Twenty to 30 percent of what we throw away are food scraps, according to the Environmental Protection Agency. However, there’s an easy solution to minimizing the amount of waste you contribute to the landfill and the amount of carbon you are responsible for in the atmosphere — composting.

Composting organic material that can be added back to the soil helps keep these materials out of landfills where they take up valuable space and release methane. The benefits reach beyond just the obvious, however. Composting enriches the soil by adding beneficial bacteria and fungi naturally to reduce the need for chemical fertilizers.

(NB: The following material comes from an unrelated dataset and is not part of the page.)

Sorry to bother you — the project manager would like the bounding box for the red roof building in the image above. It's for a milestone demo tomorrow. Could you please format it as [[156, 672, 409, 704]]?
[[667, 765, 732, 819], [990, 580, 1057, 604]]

It’s really simple, and you can do it whether or not you have a backyard or a need for the new soil.

Backyard Composting

Select a dry, shady spot near a water source, and add brown and green materials chopped or shredded. Make sure they are moistened as they are added. Once your pile is established, mix green waste into the pile with a shovel, and bury fruit and veggie waste under 10 inches of materials.

Indoor Composting

If you don’t have a yard for composting, no worries. All you need is a bin and compostable material (see end of article for list). Keep track of what you throw in, and if you keep it properly moistened and mixed then it shouldn’t stink or attract bugs.

You’ll know your compost is ready for use or distribution when it is dark and rich in color. Either spread it in your garden, or find a compost distribution location.

All compost requires three basic materials:

1. Browns — includes materials such as dead leaves, branches and twigs.

2. Greens — includes materials such as grass clippings, vegetable and fruit waste and coffee grounds.

3. Water — having the right amount of water is important for compost development.

It’s important to have an equal amount of browns and greens, and layering these materials will help your compost have even nutrients throughout. The water is important to help break down the organic matter.

Do compost:

  • Fruits and vegetables
  • Eggshells
  • Coffee grounds and filters
  • Tea bags
  • Nut shells
  • Shredded newspaper
  • Cardboard
  • Paper
  • Yard trimmings
  • Grass clippings
  • Houseplants
  • Hay and straw
  • Leaves
  • Sawdust
  • Wood chips
  • Cotton and Wool Rags
  • Dryer and vacuum cleaner lint
  • Hair and fur
  • Fireplace ashes

Don’t compost:

  • Black walnut tree leaves or twigs
  • Coal or charcoal ash
  • Dairy products (e.g., butter, milk, sour cream, yogurt) and eggs
  • Diseased or insect-ridden plants
  • Fats, grease, lard, or oils
  • Meat or fish bones and scraps
  • Pet wastes (e.g., dog or cat feces, soiled cat litter)
  • Yard trimmings treated with chemical pesticides

Composting is EASY, and not to mention it costs NOTHING. When thinking of ways to reduce your carbon footprint, composting is the #1, most pain-free way to do so.